Matthews – Mint Hill Weekly
MINT HILL – The African Children’s Choir will take the stage for several free performances at Mint Hill churches later this month.
The choir, known as ACC, is a program within humanitarian relief nonprofit Music for Life, created more than 30 years ago to bring global awareness to the needs of orphaned and destitute children living in Africa.
Music for Life has raised more than $1 million to build primary schools, literacy schools and children’s homes. The charity also has used the funds to pay for the secondary and higher-level education for children in seven African countries: Uganda, Rwanda, South Africa, South Sudan, Ghana, Nigeria and Kenya.
More than 1,000 children have traveled with ACC since its inception, and Music for Life has supported 100,000 children through various relief efforts and educational projects.

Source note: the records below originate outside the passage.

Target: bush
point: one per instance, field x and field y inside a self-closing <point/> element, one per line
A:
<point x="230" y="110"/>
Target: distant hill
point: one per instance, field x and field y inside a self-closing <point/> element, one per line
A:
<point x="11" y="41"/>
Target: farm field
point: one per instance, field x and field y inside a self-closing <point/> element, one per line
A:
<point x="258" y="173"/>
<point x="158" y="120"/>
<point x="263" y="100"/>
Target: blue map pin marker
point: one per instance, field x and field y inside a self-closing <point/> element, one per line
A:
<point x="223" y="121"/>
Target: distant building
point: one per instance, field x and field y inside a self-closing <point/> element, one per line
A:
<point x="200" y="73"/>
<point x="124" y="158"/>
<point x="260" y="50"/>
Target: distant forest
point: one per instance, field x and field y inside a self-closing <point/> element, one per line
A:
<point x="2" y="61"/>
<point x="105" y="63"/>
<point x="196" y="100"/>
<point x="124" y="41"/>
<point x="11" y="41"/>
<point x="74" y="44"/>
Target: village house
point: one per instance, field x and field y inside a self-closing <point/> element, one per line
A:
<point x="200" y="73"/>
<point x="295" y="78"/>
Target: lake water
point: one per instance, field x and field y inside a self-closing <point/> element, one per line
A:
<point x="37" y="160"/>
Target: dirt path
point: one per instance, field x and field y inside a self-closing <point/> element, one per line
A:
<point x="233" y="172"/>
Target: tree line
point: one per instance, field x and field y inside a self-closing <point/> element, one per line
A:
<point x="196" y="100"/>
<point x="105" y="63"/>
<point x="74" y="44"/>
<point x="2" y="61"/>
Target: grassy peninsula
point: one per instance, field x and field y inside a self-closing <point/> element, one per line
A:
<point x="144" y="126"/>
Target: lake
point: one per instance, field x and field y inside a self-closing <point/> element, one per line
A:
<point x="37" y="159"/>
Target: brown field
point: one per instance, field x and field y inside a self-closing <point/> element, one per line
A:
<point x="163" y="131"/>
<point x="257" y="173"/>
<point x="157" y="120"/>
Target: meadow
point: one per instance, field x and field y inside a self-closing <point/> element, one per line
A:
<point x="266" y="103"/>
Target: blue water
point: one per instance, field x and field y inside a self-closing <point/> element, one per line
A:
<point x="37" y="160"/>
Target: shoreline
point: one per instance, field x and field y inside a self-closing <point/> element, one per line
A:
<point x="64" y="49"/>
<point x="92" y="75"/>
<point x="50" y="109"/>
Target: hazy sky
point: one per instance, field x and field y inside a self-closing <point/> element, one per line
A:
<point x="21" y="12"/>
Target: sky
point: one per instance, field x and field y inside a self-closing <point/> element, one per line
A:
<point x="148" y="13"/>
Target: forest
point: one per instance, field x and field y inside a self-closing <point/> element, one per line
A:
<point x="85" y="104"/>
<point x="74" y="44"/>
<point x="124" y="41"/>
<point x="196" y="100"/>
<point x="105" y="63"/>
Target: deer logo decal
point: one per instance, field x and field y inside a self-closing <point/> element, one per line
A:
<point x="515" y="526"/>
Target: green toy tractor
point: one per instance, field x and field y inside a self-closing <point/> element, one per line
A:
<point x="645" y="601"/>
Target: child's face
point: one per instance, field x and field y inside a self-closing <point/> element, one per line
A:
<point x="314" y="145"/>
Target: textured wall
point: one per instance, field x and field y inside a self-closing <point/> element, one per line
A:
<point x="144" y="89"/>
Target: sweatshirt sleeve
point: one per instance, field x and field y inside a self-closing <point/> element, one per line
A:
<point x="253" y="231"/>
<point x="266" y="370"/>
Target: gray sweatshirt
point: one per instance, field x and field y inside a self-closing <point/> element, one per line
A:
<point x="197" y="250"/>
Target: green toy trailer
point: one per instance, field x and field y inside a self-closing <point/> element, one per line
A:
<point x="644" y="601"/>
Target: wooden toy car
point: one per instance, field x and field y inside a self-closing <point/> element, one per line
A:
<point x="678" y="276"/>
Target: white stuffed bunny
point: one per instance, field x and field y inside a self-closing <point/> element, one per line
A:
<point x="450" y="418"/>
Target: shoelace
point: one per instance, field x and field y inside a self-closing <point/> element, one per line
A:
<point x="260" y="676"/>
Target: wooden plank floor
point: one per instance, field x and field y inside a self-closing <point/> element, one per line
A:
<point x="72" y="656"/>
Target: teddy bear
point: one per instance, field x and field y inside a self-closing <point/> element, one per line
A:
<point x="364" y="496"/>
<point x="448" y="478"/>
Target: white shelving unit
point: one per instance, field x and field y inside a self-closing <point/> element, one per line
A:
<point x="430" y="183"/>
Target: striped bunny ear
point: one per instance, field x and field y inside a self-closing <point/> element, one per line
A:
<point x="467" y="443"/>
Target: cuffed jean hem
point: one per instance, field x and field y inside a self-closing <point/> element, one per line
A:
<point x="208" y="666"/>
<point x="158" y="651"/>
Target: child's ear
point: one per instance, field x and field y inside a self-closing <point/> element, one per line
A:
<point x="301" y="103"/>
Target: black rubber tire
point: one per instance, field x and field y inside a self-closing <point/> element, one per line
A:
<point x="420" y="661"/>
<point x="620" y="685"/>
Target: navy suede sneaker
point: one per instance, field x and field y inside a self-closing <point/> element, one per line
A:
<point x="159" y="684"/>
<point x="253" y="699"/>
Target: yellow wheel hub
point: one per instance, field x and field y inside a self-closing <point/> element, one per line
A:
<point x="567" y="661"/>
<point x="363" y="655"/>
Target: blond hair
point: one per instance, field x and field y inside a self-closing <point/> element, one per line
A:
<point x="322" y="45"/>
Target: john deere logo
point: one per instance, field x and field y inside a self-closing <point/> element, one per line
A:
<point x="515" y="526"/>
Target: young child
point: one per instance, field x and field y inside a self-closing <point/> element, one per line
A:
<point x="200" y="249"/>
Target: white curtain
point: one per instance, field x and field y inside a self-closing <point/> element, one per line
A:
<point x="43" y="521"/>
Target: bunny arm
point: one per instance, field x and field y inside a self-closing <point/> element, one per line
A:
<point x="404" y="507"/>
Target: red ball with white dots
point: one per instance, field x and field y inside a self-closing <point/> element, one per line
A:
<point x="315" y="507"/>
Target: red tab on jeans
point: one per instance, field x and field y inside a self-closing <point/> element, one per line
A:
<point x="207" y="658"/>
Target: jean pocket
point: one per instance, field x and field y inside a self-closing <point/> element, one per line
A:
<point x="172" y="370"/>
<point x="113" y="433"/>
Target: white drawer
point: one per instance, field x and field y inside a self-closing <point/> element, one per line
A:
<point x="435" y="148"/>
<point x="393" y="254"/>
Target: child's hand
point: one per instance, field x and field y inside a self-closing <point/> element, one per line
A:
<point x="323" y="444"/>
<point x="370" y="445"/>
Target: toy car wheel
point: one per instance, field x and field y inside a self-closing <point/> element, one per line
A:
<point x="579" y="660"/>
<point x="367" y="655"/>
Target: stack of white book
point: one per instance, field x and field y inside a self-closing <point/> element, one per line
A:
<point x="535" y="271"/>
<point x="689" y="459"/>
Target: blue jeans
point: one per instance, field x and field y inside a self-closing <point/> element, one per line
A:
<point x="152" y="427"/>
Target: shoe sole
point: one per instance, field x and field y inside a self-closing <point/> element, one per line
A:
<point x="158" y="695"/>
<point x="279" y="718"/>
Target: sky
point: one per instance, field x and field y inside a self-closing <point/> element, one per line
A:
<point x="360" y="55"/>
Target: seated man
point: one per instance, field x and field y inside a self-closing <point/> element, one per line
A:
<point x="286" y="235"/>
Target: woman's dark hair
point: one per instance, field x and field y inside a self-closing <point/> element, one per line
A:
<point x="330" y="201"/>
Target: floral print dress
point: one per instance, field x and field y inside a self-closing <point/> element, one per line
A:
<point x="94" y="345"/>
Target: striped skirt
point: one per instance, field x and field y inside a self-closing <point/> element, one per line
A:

The African Children’s Choir selects youth ambassadors – children 7 to 10 years old, from primary and literacy schools – to perform with the choir for one year. The children continue receiving an education while traveling the world, performing with the choral group.
Choir 43 – the 43rd choir group in its history – consists of 18 children from Kampala, Uganda, who will tour North America, spending their first month performing at churches in North Carolina.
Emily Gronow, from Wales, will travel with Choir 43 as its tour leader, working as a liaison with the media and managing the children and staff members. She said the children are excited to be in the U.S.
“The children are full of energy and life,” Gronow said. “They are experiencing a lot of firsts – discovering snow, learning how a vacuum works and tasting different foods.
“Yesterday, I took them to each pick out and buy their own pair of shoes. They were so proud … You take the little things for granted, and to be able to come down to that level was really a profound moment for me.”
Tina Sipp, event coordinator for ACC, said approximately 75 percent of Music for Life’s funding comes from ACC’s church performances.
“We do special events for galas in New York City and Texas, and we’ve worked a lot with Bono (of U2) and ONE.org, but most of our performances and funds come from the collective support received from churches all over the world,” she said.
While the events are free, attendees are encouraged to donate. The concerts also feature a production table with CDs and African jewelry for sale, with proceeds benefitting Music for Life’s education programs.
“The education we provide for them means a way out of poverty,” Sipp said. “… Every dollar translates into radical change – being able to provide for their basic needs, food, a safe place to live and to have a dream. We follow them through adulthood and continue to pay for their education. It’s life-changing.”
Special Nabisubi is a 24-year-old Ugandan who toured the U.K. with ACC when she was 9 years old. Nabisubi now travels with Choir 43 as a staff member and mentor.
This is Nabisubi’s first time traveling with the tour, but she previously spent several years working at ACC’s Music for Life training center in Kampala, Uganda. She said it’s a blessing to give back to children who are walking the same path she did.
“It’s a privilege to see how they grow, from knowing nothing. It blesses my heart that I am contributing something,” Nabisubi said.
Nabisubi said receiving support from Music for Life and ACC changed her life.
“(Because of ACC and Music for Life) I’ve been able to get an education, even receiving an accounting degree from university,” she said. “(ACC and Music for Life) are my family, and they’ve built my spirit and encouraged me in every way.”
Performing in Mint Hill
ACC’s Choir 43 will sing and dance in three 80-minute performances at two Mint Hill churches.
The choir will perform twice – at 8:45 a.m. and again at 11:10 a.m. – at Blair Road United Methodist, located at 9135 Blair Road.
That evening, the choir will host a 7 p.m. performance at Arlington Baptist Church, located at 9801 Arlington Church Road.
ACC’s music mixes African rhythms with soulful hymns. The choir will perform a capella ethnic worship music, along with African drums. The group also will sing classic gospel songs, such as “Oh Happy Day” and “He’s Got the Whole World in His Hands,” with instrumental accompaniment tracks.
Performers change costumes three times, wearing traditional Ugandan garb, and perform traditional dances from the Mwaga and Magunjju tribes.
ACC has received worldwide recognition performing throughout the U.K. and U.S. The group performed on the season six finale of “American Idol,” received a Grammy nomination and has performed for Queen Elizabeth II.
“The programs have great costumes and music, but the most captivating part comes from the spirit the children exude on stage … authentic joy,” Sipp said. “They have a powerful voice.”